Historic church in Tennessee, United States

Clear Springs Cumberland Presbyterian Church is a historic church of the Cumberland Presbyterian denomination in McMinn County, Tennessee, about 6 mile southeast of Calhoun. The church building, which is no longer in use, is listed on the National Register of Historic Places.

The Clear Springs congregation formed in the late 1830s or early 1840s, originally calling itself Pleasant Hill Church. The "Clear Springs" name was adopted in the 1850s. Before completing its church building in 1860, the congregation conducted services in a large camp meeting shelter. The building is a single-story gable-front church with a one-room sanctuary that measures 40 ft by 28 ft. Its square wooden steeple, which has wood vents and a pyramidal roof, holds the church's original bell. The building has multi-light windows, wooden shutters, and wide board walls. When the church was in active use, it was heated by a pot-bellied stove that sat in the center of the sanctuary.

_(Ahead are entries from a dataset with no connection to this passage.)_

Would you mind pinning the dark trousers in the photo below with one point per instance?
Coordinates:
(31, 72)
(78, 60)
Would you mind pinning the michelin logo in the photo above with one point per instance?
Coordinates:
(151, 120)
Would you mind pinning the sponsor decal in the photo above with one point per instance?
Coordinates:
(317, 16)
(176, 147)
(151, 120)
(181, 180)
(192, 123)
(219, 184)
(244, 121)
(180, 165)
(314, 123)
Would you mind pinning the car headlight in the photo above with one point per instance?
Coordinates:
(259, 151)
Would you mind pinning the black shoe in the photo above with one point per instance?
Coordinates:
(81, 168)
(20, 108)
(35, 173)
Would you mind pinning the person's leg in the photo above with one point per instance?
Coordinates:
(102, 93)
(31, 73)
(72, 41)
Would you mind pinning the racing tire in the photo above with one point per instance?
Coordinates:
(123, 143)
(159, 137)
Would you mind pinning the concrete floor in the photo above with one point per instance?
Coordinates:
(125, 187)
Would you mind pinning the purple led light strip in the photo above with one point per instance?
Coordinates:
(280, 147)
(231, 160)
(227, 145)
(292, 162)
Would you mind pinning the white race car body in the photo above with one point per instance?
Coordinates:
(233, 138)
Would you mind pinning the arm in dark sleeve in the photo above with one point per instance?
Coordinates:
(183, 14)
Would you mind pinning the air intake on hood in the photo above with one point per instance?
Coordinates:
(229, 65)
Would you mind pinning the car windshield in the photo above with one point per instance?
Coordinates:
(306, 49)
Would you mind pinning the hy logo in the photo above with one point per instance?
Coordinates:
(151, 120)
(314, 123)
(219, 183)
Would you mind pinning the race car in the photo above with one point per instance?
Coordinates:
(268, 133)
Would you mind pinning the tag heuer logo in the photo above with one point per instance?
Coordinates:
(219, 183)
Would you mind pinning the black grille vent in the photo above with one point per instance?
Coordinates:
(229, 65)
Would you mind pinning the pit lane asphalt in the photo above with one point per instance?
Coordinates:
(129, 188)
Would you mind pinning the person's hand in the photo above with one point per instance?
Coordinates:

The congregation became inactive in the decades before and after World War II, although its building continued to be maintained and saw periodic use for weddings, homecomings, and other special occasions. In 1976, the building was taken over by the denomination's presbytery. It continues to be used occasionally for funerals and other events. The church, its cemetery, and a baptismal pool located at a spring on the church grounds were added to the National Register in 2007. Its listing recognized it as "a rare unaltered example of a modest rural church building" that typifies the characteristic "functional and unadorned style" of churches in the area.